Selon le Dr Keith Lindsay, un éminent expert en biologie des éléphants, «les zoos prennent souvent des mesures délibérées, ou alors par négligence, dans le seul but d’obtenir de nouvelles naissances. Ces tentatives peuvent être dangereuses et même particulièrement cruelles». Un exemple alarmant est celui de l’éléphante d’Afrique Heri, détenue au zoo de Bâle. Elle a été délibérément abandonnée au mâle Tusker dans l’espoir qu’elle ou une autre éléphante du zoo devienne portante.
« Malgré son âge avancé, son manque d’expérience en tant que mère et le fait que le seul bébé auquel elle a donné naissance, il y a environ dix ans, était mort-né, l’accouplement a été autorisé», explique le Dr Lindsay. Cette fois, cependant, le bébé est mort dans le ventre de sa mère. Le cadavre se trouve toujours en elle – mettant initialement sa vie en danger imminent, et présentant aujourd’hui un risque à long terme, d’un point de vue physique et psychologique.
Dans son article, Marcus Clauss argumente que les zoos priveraient les animaux d’un « besoin essentiel » s’ils empêchaient la reproduction, notamment par la contraception. Cet argument ignore totalement le fait qu’un zoo ne pourra jamais répondre aux besoins des animaux qu’il détient, à tout le moins concernant les grandes espèces exotiques – comme par exemple, les éléphants, les félins, les grands singes ou les girafes.

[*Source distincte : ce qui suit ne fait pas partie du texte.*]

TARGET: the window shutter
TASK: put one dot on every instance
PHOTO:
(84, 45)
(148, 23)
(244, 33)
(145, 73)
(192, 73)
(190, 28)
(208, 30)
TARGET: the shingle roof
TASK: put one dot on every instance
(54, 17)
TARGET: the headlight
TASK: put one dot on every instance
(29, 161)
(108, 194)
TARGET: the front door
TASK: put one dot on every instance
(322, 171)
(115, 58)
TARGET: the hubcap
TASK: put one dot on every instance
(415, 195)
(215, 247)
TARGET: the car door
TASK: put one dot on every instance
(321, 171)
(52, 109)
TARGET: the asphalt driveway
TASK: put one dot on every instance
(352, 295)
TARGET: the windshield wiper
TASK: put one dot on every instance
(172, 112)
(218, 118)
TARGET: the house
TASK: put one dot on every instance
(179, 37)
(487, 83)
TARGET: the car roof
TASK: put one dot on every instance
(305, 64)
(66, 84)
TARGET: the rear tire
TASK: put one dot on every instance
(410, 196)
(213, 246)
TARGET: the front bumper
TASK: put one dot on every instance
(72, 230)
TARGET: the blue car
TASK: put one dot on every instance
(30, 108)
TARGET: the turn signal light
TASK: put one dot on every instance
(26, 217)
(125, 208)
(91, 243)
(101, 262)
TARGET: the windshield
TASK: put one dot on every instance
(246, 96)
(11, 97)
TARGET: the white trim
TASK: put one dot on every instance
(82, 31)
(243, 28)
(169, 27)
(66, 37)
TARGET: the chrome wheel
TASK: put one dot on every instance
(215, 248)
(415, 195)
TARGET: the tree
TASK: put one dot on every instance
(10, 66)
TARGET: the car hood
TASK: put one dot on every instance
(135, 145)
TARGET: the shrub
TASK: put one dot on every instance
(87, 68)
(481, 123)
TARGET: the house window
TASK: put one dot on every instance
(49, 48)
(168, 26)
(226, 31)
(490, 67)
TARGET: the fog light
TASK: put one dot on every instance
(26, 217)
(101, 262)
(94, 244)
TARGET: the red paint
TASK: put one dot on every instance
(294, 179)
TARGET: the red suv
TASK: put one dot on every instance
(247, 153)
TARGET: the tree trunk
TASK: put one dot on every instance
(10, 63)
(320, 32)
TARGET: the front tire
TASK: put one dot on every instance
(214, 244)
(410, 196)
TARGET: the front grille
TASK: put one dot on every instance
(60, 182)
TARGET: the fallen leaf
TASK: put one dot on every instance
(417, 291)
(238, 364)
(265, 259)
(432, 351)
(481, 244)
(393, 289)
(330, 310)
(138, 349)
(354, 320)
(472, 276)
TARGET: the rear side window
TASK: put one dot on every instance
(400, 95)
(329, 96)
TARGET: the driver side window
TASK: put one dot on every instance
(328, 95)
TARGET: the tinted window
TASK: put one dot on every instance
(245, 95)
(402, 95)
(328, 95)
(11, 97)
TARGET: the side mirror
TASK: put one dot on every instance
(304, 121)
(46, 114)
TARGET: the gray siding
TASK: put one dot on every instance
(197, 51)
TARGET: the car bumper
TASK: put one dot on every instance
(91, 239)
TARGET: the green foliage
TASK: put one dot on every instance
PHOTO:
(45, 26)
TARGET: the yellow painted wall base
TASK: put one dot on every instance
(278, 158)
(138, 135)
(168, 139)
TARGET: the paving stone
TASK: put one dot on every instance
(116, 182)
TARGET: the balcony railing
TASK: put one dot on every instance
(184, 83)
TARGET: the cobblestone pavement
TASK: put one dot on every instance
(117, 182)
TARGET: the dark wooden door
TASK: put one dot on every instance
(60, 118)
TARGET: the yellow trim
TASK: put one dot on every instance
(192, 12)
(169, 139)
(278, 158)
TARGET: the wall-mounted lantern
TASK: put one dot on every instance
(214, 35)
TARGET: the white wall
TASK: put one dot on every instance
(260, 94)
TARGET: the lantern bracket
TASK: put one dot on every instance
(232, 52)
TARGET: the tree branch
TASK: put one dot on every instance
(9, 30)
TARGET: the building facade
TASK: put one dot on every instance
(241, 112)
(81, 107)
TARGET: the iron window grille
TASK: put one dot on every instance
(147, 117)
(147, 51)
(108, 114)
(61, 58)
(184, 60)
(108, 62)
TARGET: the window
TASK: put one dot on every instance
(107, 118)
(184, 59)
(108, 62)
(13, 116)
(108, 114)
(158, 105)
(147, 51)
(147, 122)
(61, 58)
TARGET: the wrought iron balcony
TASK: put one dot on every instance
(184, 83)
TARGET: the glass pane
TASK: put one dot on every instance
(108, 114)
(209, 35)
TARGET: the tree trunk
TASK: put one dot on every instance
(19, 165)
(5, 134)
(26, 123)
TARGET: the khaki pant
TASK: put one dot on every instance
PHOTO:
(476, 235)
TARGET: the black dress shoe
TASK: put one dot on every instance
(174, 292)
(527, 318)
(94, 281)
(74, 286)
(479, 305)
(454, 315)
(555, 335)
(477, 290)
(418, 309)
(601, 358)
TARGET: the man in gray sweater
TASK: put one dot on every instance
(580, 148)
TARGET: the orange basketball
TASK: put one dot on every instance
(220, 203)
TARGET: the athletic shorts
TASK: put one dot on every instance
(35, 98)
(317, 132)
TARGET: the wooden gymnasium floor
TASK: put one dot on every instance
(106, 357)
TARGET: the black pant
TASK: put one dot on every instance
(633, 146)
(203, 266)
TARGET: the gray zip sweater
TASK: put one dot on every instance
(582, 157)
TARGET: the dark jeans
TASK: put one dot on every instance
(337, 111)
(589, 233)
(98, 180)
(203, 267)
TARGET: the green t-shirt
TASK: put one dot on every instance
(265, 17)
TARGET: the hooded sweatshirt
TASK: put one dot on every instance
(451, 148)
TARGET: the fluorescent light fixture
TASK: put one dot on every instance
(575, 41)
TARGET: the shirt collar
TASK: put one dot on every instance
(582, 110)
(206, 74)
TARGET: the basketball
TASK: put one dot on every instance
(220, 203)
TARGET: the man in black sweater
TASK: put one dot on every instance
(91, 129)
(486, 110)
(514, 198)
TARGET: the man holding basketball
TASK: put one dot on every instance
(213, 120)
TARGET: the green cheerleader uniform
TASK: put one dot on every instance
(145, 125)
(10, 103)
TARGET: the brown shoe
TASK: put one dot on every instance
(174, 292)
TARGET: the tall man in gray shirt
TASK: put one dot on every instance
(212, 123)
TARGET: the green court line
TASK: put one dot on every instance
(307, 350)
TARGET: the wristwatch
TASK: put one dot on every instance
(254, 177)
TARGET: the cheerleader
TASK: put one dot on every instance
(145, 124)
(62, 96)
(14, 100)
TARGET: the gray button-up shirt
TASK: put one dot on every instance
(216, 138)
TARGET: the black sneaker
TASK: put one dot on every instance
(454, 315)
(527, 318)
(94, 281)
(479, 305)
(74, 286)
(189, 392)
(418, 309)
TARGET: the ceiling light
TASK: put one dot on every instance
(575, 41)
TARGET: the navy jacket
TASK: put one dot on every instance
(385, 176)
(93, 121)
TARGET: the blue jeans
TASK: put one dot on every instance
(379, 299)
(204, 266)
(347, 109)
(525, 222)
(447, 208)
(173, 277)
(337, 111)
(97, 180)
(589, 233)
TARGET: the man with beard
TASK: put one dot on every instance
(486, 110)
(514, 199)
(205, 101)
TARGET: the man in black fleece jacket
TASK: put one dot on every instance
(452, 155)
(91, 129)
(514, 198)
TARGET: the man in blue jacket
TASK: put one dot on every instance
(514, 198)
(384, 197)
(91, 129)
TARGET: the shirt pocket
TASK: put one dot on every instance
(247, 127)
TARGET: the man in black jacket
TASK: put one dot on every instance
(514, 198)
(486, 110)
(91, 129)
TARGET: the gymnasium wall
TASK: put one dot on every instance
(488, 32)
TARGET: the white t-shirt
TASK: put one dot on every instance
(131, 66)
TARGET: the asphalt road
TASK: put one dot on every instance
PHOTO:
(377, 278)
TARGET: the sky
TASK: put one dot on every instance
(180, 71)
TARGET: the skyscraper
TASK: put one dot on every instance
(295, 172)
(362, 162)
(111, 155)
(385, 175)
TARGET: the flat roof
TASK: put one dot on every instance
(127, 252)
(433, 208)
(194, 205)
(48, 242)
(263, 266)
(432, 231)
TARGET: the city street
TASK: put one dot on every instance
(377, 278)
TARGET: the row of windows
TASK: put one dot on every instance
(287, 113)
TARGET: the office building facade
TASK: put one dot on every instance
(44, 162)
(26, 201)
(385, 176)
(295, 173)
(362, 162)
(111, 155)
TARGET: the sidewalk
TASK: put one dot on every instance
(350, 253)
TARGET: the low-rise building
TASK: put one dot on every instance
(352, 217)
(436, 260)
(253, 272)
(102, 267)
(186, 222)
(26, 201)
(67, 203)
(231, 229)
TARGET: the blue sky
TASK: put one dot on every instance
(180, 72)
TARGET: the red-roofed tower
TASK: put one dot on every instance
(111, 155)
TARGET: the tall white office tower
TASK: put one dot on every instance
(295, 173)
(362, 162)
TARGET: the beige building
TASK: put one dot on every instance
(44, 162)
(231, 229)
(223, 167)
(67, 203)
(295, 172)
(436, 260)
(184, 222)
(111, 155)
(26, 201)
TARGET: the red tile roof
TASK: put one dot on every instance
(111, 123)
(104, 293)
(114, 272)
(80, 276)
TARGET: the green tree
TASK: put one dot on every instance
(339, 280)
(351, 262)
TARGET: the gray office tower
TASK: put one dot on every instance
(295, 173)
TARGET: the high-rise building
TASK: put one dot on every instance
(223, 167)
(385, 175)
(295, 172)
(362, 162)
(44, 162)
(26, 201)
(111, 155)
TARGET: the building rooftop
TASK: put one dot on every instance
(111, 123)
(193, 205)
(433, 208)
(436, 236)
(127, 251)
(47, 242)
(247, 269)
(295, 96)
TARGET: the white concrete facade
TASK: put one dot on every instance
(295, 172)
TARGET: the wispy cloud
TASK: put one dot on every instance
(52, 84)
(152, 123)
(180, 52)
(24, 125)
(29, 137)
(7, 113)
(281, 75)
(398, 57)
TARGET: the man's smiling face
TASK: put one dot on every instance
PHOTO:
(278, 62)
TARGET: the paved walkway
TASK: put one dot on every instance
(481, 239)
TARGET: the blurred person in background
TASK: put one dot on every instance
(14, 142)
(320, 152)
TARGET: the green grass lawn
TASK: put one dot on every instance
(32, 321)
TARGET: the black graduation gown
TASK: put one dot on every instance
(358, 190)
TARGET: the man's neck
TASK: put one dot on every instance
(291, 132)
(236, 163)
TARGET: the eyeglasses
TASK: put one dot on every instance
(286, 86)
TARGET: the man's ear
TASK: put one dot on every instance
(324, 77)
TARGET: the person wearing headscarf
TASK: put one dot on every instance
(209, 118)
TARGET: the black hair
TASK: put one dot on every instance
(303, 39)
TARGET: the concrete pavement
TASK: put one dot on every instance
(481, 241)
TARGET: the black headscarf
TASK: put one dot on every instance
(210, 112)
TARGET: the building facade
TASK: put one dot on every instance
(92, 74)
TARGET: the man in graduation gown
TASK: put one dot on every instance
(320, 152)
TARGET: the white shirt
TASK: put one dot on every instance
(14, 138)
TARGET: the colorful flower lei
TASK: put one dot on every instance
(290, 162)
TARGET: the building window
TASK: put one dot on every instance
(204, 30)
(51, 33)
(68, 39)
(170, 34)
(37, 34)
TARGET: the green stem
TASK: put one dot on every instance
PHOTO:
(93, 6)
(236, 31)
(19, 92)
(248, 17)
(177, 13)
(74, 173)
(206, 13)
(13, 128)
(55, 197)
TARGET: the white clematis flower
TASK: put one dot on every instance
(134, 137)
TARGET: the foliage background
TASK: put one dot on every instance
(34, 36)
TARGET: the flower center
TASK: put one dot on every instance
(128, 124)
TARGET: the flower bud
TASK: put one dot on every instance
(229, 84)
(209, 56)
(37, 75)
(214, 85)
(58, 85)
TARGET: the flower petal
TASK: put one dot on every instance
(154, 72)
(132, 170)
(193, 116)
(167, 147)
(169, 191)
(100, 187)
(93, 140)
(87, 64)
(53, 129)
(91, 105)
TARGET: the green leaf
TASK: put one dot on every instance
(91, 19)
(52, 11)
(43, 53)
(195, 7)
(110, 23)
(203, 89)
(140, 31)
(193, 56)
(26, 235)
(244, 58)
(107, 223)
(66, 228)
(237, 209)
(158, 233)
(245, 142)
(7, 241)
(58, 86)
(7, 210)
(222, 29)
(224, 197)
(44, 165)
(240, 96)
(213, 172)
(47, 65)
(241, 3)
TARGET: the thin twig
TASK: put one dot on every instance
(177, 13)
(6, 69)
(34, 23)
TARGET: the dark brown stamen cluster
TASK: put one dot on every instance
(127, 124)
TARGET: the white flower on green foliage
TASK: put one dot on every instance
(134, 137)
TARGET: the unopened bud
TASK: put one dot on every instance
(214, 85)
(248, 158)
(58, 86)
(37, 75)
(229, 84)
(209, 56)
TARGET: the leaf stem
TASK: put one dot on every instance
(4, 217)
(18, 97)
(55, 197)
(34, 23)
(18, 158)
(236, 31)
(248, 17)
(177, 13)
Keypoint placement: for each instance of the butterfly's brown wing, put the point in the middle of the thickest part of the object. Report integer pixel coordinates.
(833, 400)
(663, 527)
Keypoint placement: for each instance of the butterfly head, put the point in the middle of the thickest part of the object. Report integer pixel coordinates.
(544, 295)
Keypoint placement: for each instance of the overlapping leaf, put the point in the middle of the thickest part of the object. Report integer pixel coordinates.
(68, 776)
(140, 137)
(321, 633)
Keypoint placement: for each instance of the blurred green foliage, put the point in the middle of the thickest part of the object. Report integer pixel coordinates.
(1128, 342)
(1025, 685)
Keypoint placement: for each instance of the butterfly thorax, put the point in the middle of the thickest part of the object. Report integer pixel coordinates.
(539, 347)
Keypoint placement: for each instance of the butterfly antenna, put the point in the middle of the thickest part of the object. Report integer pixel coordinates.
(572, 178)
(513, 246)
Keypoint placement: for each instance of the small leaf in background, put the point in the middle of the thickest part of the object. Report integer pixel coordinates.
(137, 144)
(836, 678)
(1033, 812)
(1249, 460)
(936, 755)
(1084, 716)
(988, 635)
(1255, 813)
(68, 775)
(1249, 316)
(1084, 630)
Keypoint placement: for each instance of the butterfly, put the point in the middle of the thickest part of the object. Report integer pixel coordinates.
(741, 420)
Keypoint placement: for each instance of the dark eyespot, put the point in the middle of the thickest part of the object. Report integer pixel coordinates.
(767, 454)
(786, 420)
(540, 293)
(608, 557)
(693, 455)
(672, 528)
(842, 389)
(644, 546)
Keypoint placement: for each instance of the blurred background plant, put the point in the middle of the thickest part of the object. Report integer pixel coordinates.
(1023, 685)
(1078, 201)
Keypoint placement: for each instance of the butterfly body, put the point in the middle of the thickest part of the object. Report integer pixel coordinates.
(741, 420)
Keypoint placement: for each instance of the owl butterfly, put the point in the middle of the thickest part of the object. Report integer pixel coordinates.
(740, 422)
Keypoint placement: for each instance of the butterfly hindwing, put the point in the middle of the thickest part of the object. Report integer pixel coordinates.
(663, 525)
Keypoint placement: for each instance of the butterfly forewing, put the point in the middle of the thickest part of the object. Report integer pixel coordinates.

« Les zoos n’offrent même pas les conditions de base pour répondre aux besoins physiques, sociaux et psychologiques des animaux », explique Tom Sciolla, expert de la FFW en matière de protection de la biodiversité et de transformation des zoos. L’exemple le plus frappant est peut-être celui de l’éléphant. Dans la nature, il parcourt environ 10 kilomètres par jour, passe le plus clair de son temps à chercher de la nourriture, entretient des liens sociaux étroits avec sa famille et bénéficie de l’expérience de ses aînés – notamment pour la reproduction.
Dans les zoos, en revanche, les éléphants sont confinés dans des espaces minuscules. Ils vivent dans des groupes artificiels où les conflits sont fréquents et ne peuvent être évités. Le manque d’exercice, d’occupation et le stress psychologique entraînent souvent des stéréotypies – des comportements compulsifs et répétitifs. Avant de garantir un «droit à la reproduction», les zoos devraient se demander s’ils satisfont – ou peuvent satisfaire – les autres besoins fondamentaux de leurs animaux.
L’article de la NZZ est simpliste, réductionniste et trompeur. Il ne fait que justifier les pratiques obsolètes des zoos et leur anthropocentrisme. Le véritable objectif des zoos n’est pas la conservation d’espèces menacées dans leur habitat naturel, mais l’exhibition commerciale d’animaux à des fins de divertissement.
Les prétendues «vérités qui dérangent» présentées par l’auteur s’effondrent face au véritable malaise : ce qui dérange, c’est sa description de notre planète comme « la planète des humains » – un endroit où il n’y a plus de place pour les animaux sauvages dans la nature et où ils ne peuvent exister que dans des zoos, sans aucune chance de vivre un jour dans leur habitat naturel et en liberté.
Peut-être que la vérité la plus dérangeante de toutes est la suivante : les zoos tuent les animaux en voie d’extinction parce qu’ils sont « trop nombreux » en captivité.
C’est de cela que nous devrons véritablement assumer la responsabilité un jour.